Jermain is grateful for her long career at TRC and for having opportunities to assist people with disabilities.
“I have always been thankful for and cherished the many opportunities I have been given to support people to obtain some of their life goals, in pursuit of the enriched life that they are yearning and striving for,” she said. “It has been an honor to have them trust me, depend on me and allow me to assist them to overcome and/or manage the challenges they are facing. It is very exciting to be a trusted partner in their journey.
“I am also very appreciative of TRC for helping me reveal my strengths, find my passions and put them to good use in carrying out the agency’s mission. My strengths have always been nurtured, and I have always been trusted and given the autonomy I need to do my best.”

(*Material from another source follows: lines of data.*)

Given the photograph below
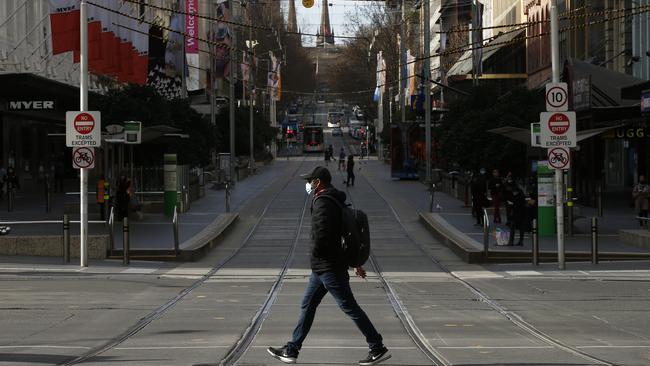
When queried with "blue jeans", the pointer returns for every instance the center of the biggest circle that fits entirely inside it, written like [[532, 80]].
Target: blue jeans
[[336, 283]]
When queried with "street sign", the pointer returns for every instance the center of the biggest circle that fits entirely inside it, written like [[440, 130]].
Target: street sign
[[557, 97], [558, 129], [534, 135], [83, 157], [83, 129], [132, 132], [559, 158]]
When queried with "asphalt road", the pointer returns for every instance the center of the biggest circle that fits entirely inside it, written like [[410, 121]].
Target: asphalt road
[[248, 290]]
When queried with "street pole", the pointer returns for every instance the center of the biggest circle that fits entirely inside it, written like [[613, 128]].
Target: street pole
[[232, 81], [559, 192], [83, 91], [251, 162], [426, 85], [402, 62]]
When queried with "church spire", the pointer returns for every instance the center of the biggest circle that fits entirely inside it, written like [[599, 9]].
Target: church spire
[[292, 23], [325, 32]]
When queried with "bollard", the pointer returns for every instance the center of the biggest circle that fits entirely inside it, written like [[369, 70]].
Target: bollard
[[175, 224], [569, 198], [48, 197], [535, 235], [594, 240], [10, 198], [486, 233], [66, 239], [228, 196], [125, 243], [599, 192]]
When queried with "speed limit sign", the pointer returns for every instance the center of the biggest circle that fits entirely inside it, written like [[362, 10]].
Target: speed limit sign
[[557, 97]]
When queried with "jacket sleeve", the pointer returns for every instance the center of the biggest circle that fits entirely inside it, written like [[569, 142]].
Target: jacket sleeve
[[323, 222]]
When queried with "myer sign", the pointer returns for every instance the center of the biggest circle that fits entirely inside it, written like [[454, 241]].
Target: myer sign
[[31, 105]]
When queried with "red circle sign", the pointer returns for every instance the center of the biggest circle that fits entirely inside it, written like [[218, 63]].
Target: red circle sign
[[559, 157], [84, 123], [83, 157], [559, 123]]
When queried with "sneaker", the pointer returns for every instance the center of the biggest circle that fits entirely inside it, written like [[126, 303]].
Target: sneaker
[[283, 354], [375, 357]]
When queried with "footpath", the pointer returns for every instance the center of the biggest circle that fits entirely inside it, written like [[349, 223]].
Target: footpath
[[453, 223], [155, 230]]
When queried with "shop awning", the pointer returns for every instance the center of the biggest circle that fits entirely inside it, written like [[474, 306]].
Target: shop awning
[[464, 64], [523, 135], [606, 85]]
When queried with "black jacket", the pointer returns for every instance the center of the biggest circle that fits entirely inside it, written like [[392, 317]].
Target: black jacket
[[326, 252]]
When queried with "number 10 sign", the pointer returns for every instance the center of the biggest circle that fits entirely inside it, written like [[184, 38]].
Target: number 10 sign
[[557, 97]]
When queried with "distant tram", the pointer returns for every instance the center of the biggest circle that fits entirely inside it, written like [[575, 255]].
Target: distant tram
[[313, 138]]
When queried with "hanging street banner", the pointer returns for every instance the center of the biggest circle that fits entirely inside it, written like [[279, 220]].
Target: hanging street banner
[[558, 129], [83, 129]]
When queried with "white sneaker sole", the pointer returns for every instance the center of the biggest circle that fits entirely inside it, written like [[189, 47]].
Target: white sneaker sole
[[281, 358], [381, 359]]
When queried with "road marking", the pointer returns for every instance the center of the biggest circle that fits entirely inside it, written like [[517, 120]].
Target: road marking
[[139, 270], [524, 273]]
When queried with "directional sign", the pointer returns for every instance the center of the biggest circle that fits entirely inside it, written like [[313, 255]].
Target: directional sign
[[558, 129], [83, 157], [83, 129], [559, 158], [557, 99]]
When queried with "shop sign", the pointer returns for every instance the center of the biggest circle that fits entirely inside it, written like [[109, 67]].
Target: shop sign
[[31, 105], [628, 133], [645, 101]]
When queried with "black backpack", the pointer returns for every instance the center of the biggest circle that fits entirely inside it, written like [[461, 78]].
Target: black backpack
[[355, 233]]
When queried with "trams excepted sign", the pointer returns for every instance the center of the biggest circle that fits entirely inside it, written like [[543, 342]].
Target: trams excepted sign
[[558, 129], [83, 157], [83, 129], [559, 158]]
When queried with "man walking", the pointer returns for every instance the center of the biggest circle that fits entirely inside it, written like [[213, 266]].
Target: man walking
[[329, 273]]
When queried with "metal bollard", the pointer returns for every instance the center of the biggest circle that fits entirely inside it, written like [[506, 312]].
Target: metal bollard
[[10, 199], [486, 233], [48, 197], [66, 239], [600, 201], [594, 240], [569, 198], [535, 234], [227, 196], [126, 246], [175, 224]]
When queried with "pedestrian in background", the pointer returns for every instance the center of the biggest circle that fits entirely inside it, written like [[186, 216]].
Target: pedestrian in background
[[495, 185], [479, 198], [640, 193], [329, 273], [350, 167]]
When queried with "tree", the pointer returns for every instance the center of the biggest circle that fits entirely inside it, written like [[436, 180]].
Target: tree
[[143, 103], [463, 140]]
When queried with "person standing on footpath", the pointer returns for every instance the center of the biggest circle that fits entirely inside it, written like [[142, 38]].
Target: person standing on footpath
[[478, 196], [329, 273], [350, 171], [495, 185], [640, 193]]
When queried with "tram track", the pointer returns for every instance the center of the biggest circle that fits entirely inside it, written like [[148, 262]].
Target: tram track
[[513, 317], [164, 308]]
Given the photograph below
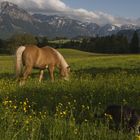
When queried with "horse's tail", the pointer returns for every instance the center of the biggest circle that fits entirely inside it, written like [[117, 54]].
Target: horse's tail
[[19, 63]]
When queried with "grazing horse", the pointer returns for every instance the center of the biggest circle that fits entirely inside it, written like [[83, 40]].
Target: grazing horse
[[31, 56]]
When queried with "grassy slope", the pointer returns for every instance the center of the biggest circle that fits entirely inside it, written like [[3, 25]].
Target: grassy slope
[[96, 81]]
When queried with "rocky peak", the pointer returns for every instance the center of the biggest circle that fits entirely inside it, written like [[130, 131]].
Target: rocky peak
[[14, 12]]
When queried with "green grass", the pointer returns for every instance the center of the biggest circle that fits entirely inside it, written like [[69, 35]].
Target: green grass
[[66, 110]]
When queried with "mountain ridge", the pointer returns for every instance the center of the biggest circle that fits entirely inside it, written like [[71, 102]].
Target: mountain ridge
[[17, 20]]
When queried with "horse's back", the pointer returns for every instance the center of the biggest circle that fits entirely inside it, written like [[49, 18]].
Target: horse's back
[[30, 54]]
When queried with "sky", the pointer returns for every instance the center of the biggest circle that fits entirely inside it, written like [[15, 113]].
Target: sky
[[116, 12]]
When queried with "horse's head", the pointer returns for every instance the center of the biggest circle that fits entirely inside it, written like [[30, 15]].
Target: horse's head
[[65, 73]]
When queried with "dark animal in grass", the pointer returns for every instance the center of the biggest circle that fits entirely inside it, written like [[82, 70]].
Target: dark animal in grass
[[122, 117]]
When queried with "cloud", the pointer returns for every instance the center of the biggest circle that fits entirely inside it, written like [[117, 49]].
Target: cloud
[[60, 8]]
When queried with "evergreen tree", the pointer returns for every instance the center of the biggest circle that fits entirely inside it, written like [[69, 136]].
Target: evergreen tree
[[134, 45]]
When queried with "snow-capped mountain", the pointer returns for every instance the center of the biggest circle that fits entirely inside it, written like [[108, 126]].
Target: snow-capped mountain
[[17, 20]]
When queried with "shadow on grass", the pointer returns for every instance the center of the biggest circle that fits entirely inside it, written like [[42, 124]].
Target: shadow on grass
[[91, 71], [105, 71]]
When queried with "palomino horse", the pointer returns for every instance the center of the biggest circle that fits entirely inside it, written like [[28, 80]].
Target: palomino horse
[[31, 56]]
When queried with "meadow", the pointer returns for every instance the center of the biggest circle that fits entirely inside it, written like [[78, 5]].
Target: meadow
[[65, 110]]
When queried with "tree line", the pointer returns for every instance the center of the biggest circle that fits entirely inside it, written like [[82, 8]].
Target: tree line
[[107, 44]]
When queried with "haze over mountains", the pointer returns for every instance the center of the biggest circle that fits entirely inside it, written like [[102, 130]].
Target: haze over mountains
[[14, 19]]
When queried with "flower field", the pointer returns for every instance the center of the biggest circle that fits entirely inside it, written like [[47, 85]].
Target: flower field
[[66, 110]]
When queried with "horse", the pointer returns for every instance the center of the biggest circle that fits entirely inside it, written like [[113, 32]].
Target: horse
[[31, 56]]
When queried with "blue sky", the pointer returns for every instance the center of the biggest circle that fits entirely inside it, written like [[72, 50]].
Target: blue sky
[[123, 8], [102, 12]]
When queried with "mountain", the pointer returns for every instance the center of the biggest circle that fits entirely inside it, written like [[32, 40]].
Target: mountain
[[14, 19]]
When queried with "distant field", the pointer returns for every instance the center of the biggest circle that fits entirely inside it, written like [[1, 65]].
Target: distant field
[[66, 110]]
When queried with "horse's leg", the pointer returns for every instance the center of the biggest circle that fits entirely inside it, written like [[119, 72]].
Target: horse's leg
[[26, 72], [41, 75], [51, 69]]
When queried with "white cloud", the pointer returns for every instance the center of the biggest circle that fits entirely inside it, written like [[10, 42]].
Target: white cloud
[[59, 7]]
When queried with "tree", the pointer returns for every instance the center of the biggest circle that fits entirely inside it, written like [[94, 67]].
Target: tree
[[134, 44], [20, 39]]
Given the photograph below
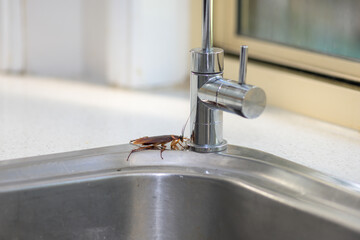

The Employee of the Year Award is named in honor of Joe Trusso, a former Chautauqua County legislator who served on TRC’s board of directors for 38 years. Trusso died last year, so two of his relatives who happen to work for The Resource Center – niece Resa Rosen-Murray and daughter-in-law Donna Trusso – were on hand to reminisce about Trusso and to help present the award to Jermain during TRC’s 34th annual Employee Service Recognition Luncheon.
The Resource Center’s other major employee honor is the Norma J. Smith Award. It is presented to a non-supervisory staff member who has excelled in providing direct support to people with intellectual and developmental disabilities. The award was given to Williamson, who has worked for TRC since 1989 and is a direct support professional lead at the day habilitation program on Fluvanna Avenue in Jamestown.
“Karen leads her team with excellence and is truly dedicated to improving the lives of those who receive services from us,” said her supervisor, Autumn Wilson. “Karen has the ability to look at the big picture and see possibilities instead of barriers. Her experience has given her wisdom to know that things don’t always improve overnight, but with diligence and caring the possibilities are endless.”
Wilson said that the efforts of Williamson and her team have led to a number of successful outcomes. She cited the experiences of two people in the day program who have gone from being withdrawn and occasionally aggressive, to now enjoying happy lives.
“Karen believes that all people should be treated equally and that any dream can be achieved with the right supports,” Wilson said. “Her positivity and obvious caring are credit to for the success of these individuals to be able to make friends and enjoy new experiences. Karen is a perfect example of a direct support professional who is dedicated to enhancing the quality of life for persons receiving services from The Resource Center.”
The award was created in memory of the late Norma Smith, who worked as a direct support professional at The Resource Center from 1983 to 1991.